Category overview

VotersElection Security Glossary

44 election security terms in the Voters category, with definitions sourced from NIST, CISA, EAC, and 30+ authoritative documents.

An election has legitimate authority only when it includes all eligible voters and excludes ineligible ones. That threshold — who votes and who does not — is one of the most heavily regulated aspects of election administration, embedded in federal and state law, and defended through documentation, verification, and procedural safeguards. Voter eligibility and the protection of voting rights sit in constant tension with each other, and the terminology of voter administration reflects that dynamic. The legal foundation is straightforward in principle: to vote, a person must be a U.S. citizen, of voting age, a state resident, and not legally disqualified. But eligibility is not self-evident at the polling place, and the practical challenge of election administration is verifying that a person who appears genuinely meets those requirements without creating barriers that disenfranchise eligible voters. Three policy questions have reshaped voter administration in recent decades. First, voter identification: must a voter present government-issued photo identification, or can other documents suffice, or no documentation at all? The approach adopted by each state is a political and practical choice, balancing the need to verify identity against barriers that requirements can create for eligible voters without appropriate documentation.
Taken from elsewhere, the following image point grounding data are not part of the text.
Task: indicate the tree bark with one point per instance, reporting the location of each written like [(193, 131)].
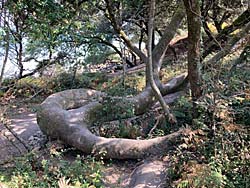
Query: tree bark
[(154, 87), (194, 32), (71, 126), (7, 45)]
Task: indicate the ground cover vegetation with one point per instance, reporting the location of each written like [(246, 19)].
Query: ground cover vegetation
[(168, 80)]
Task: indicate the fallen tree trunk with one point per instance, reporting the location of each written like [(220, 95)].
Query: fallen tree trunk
[(68, 114)]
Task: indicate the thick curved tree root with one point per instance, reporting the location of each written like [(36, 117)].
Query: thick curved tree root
[(68, 114)]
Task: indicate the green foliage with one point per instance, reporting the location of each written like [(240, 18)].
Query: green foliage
[(29, 171), (115, 108), (70, 81)]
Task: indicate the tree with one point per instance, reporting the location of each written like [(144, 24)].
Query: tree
[(73, 126), (6, 39), (194, 33)]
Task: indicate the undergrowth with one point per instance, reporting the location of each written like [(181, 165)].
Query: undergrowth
[(34, 170)]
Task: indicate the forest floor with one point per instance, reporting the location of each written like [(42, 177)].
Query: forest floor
[(21, 126)]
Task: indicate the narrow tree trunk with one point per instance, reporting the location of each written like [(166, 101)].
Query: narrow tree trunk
[(156, 90), (194, 31), (7, 45)]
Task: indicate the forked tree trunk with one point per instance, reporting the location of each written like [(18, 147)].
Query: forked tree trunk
[(67, 115), (194, 32)]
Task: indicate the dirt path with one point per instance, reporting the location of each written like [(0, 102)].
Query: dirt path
[(14, 137), (23, 125)]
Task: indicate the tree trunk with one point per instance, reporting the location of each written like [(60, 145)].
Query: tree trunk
[(7, 45), (71, 126), (194, 32), (154, 87)]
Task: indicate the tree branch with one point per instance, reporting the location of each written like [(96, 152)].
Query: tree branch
[(122, 34), (168, 34)]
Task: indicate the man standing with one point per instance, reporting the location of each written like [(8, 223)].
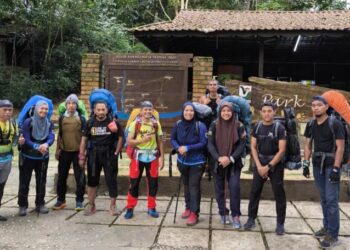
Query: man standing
[(70, 128), (268, 145), (8, 133), (145, 136), (102, 141), (328, 137)]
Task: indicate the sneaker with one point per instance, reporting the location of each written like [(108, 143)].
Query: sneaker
[(153, 212), (79, 206), (129, 213), (225, 219), (192, 219), (90, 210), (42, 209), (320, 233), (186, 214), (250, 224), (22, 211), (280, 229), (59, 205), (236, 222), (329, 242)]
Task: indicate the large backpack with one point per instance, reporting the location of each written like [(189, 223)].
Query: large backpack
[(135, 116), (292, 157), (242, 111), (28, 109), (333, 115)]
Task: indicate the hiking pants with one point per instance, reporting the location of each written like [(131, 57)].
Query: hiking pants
[(191, 177), (25, 175), (329, 194), (233, 190), (64, 162), (276, 180), (5, 169), (103, 157), (135, 172)]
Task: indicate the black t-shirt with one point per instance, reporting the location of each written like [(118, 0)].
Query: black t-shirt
[(99, 133), (323, 136), (267, 142)]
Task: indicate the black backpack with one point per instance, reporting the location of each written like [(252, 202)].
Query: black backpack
[(292, 157)]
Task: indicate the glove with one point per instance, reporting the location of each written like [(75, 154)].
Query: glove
[(334, 177), (306, 171)]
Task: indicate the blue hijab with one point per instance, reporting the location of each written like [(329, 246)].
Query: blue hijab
[(40, 125), (186, 129)]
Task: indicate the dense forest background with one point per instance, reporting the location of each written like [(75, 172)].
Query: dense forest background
[(57, 32)]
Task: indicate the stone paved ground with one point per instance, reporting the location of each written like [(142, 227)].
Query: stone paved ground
[(68, 229)]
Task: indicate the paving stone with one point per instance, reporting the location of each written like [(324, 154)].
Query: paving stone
[(100, 217), (344, 230), (292, 225), (204, 206), (140, 218), (179, 222), (184, 237), (291, 242), (225, 240), (215, 222), (312, 210)]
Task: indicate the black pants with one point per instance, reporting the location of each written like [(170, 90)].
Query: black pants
[(25, 175), (233, 174), (99, 158), (191, 177), (65, 160), (276, 179)]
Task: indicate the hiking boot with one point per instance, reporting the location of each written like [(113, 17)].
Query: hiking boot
[(186, 214), (153, 212), (280, 229), (59, 205), (329, 242), (129, 213), (90, 210), (22, 211), (236, 222), (250, 224), (192, 219), (79, 206), (225, 219), (320, 233), (42, 209)]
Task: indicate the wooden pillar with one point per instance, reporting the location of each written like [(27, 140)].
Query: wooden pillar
[(261, 59)]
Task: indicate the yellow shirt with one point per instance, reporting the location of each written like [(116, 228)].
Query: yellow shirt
[(5, 127), (146, 128)]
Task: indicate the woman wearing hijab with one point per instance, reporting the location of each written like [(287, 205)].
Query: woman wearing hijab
[(188, 138), (226, 143), (38, 135)]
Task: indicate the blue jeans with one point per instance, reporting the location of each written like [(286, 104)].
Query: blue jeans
[(329, 194)]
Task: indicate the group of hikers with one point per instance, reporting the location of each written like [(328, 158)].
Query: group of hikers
[(220, 145)]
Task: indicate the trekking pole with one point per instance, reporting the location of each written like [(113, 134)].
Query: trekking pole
[(177, 198), (225, 194)]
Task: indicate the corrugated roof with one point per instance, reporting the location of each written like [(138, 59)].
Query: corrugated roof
[(227, 20)]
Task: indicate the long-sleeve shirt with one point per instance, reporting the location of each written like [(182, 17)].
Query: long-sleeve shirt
[(195, 153), (30, 148)]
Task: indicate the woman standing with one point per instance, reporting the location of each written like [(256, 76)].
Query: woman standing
[(38, 135), (226, 143), (188, 137)]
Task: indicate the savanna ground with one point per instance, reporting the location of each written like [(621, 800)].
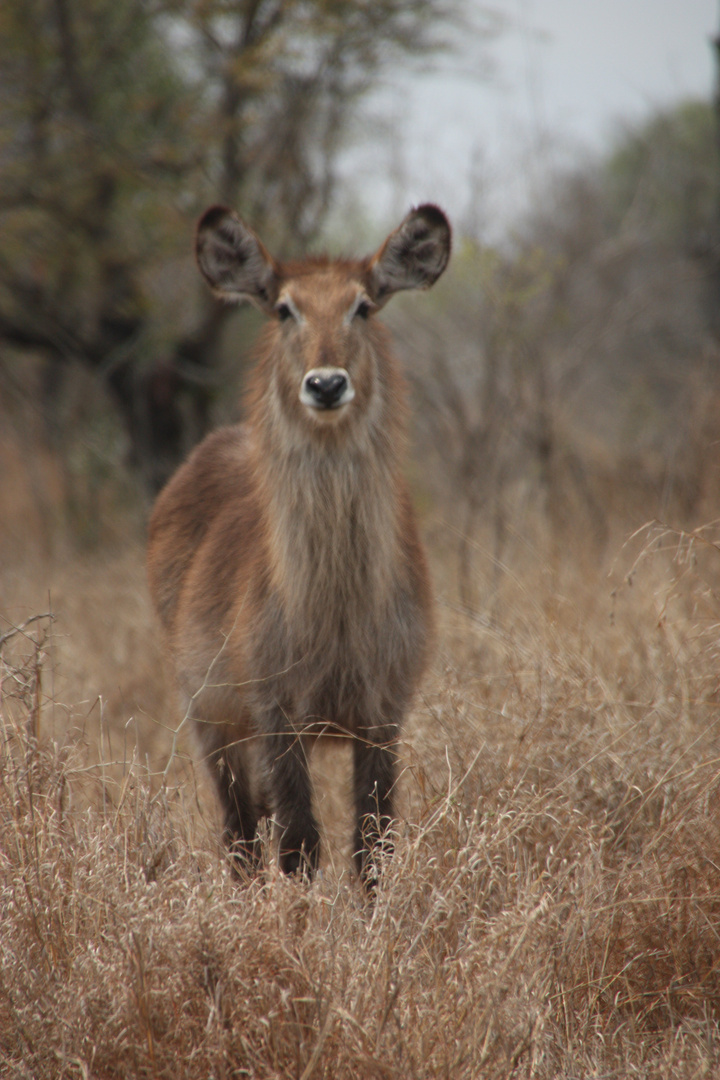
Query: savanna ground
[(553, 906)]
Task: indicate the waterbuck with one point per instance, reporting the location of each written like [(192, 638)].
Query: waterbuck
[(284, 558)]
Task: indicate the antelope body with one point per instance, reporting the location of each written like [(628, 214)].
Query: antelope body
[(284, 558)]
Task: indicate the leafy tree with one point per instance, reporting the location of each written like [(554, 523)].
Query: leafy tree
[(119, 121)]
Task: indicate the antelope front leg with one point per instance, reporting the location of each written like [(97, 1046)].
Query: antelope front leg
[(375, 763), (290, 797)]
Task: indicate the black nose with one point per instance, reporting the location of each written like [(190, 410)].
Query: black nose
[(326, 389)]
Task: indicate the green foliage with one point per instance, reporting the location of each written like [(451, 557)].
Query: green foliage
[(664, 175)]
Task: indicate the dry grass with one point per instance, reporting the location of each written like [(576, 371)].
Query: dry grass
[(553, 908)]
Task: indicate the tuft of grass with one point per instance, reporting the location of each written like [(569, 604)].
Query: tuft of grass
[(552, 908)]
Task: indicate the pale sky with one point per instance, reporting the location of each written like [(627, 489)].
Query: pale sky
[(567, 73)]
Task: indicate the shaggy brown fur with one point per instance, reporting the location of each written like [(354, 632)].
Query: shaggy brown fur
[(284, 558)]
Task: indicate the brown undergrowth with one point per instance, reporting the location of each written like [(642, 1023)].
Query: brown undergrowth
[(552, 909)]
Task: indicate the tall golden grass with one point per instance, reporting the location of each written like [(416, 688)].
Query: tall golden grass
[(553, 906)]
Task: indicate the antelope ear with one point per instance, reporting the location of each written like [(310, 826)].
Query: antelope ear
[(413, 256), (233, 261)]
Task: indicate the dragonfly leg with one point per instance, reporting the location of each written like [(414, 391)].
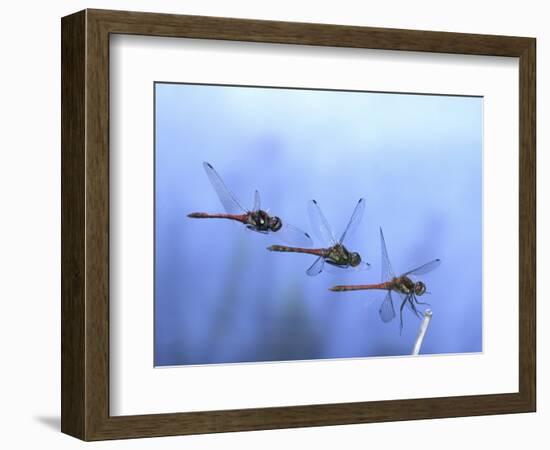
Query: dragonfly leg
[(420, 303), (415, 310), (405, 300)]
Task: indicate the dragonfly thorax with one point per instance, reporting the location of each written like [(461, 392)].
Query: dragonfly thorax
[(340, 256), (262, 221), (405, 285), (419, 288)]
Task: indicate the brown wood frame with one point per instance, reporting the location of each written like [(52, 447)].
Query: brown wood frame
[(85, 224)]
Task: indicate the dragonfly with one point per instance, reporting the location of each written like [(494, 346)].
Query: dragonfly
[(256, 219), (401, 285), (335, 254)]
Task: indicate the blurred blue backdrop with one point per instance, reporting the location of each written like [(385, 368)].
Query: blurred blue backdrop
[(220, 297)]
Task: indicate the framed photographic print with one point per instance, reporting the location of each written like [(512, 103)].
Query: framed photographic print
[(258, 217)]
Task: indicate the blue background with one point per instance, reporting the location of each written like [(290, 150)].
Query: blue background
[(220, 297)]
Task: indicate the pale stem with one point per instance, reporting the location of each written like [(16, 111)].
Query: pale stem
[(422, 331)]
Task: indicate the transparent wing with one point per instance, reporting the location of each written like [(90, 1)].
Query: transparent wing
[(363, 266), (425, 268), (319, 224), (227, 199), (386, 311), (257, 202), (317, 267), (355, 219), (387, 271), (292, 235)]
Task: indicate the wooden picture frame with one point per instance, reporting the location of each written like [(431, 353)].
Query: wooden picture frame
[(85, 224)]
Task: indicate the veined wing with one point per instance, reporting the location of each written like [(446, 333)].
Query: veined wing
[(386, 311), (292, 235), (320, 225), (227, 198), (355, 219), (425, 268), (387, 271), (257, 202), (317, 267)]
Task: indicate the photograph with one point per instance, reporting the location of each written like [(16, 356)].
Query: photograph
[(296, 224)]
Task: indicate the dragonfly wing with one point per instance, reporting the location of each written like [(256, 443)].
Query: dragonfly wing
[(317, 267), (227, 198), (387, 271), (425, 268), (362, 267), (292, 235), (386, 311), (319, 224), (355, 219), (257, 201)]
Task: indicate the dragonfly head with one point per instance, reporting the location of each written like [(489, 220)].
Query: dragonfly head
[(419, 288), (354, 259), (275, 224)]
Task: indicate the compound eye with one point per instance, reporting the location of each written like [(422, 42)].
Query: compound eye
[(276, 224)]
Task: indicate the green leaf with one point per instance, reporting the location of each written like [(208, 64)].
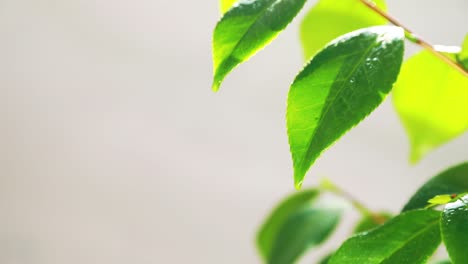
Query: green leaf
[(411, 237), (329, 19), (451, 181), (430, 98), (463, 56), (226, 5), (268, 232), (454, 226), (370, 222), (339, 87), (442, 262), (302, 231), (440, 199), (326, 259), (247, 28)]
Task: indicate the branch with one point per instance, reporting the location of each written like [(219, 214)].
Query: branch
[(416, 39)]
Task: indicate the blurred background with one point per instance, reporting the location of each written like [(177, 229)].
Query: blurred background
[(113, 149)]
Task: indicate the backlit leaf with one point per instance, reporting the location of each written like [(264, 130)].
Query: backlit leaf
[(245, 29), (268, 232), (454, 226), (463, 56), (369, 222), (338, 88), (431, 100), (226, 5), (451, 181), (411, 237), (302, 231), (329, 19)]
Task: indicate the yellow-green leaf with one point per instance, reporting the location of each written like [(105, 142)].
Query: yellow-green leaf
[(431, 100), (329, 19), (338, 88)]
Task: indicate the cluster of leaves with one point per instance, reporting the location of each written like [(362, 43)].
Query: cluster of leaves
[(354, 61), (299, 223), (346, 79)]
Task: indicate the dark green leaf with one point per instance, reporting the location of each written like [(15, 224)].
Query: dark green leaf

Second, provisional ballots: if a voter's eligibility is uncertain, can they cast a ballot provisionally and have it counted later if eligibility is confirmed? Third, voter roll maintenance: how aggressively should election officials purge outdated or inaccurate registration data? Each of these questions has no universal answer — they are policy choices embedded in law and administered through procedures that must be transparent and verifiable. Beyond eligibility, voter protection extends to ballot secrecy — ensuring that how a person votes is not revealed to others — and accessibility, ensuring that voters with disabilities have equal ability to vote privately and independently. These protections are federal law under the Americans with Disabilities Act and HAVA Title III.

Key Concepts

Voter Registration
The official enrollment of an eligible person in a jurisdiction's voter roll, creating the legal record of who may vote and the baseline for list maintenance and verification.
Voter Identification
The legal requirement that voters present identification at the polling place, varying by state from strict photo ID to non-photo alternatives to no ID requirement.
Provisional Ballot
A ballot cast by a voter whose eligibility is unresolved at the time of voting, held separately and counted only if the voter's eligibility is later confirmed.
Ballot Secrecy
The legal and procedural protection ensuring that how a voter voted remains confidential, protecting voters from coercion, intimidation, and retaliation.
Voter Intimidation
The federal crime of threatening, coercing, or intimidating anyone for voting or attempting to vote, enforced to protect the integrity of voter participation.
Accessibility
Legal obligations under the ADA and HAVA Title III to ensure voters with disabilities can vote privately and independently, requiring accessible equipment and polling places.
Uocava
Federal law protections enabling military and overseas voters to register, request, receive, and return ballots remotely with extended deadlines for distance and deployment.
Eligible Voter
The legal status of meeting all requirements to vote — citizenship, age, residency, absence of disqualifying factors — verified through registration data and documentation at the polls.
Spoiled Ballot
A ballot a voter has marked incorrectly, returned to poll workers before being cast, and replaced with a fresh ballot so the voter can record their intent correctly.

How These Terms Relate

These concepts establish the universe of eligible voters, verify their eligibility, and protect their rights to participate with choices kept confidential. Voter registration creates the official record defining who may vote, but that record requires continuous maintenance to reflect changes in eligibility and address. Voter ID requirements and provisional ballot procedures serve overlapping but distinct functions: ID requirements authenticate identity at the moment of voting, while provisional ballots defer eligibility verification to after election day, creating different security and participation trade-offs. Ballot secrecy and voter accessibility protections are equally fundamental: voters must be free from coercion for their choices, and eligible voters with disabilities must have genuine ability to participate. Voter intimidation laws and UOCAVA protections extend voter rights beyond the polling place, protecting voters who face interference or who must vote from a distance. Together, these concepts reflect the core principle that election security and voter protection are not competing values — they are complementary requirements of a legitimate election.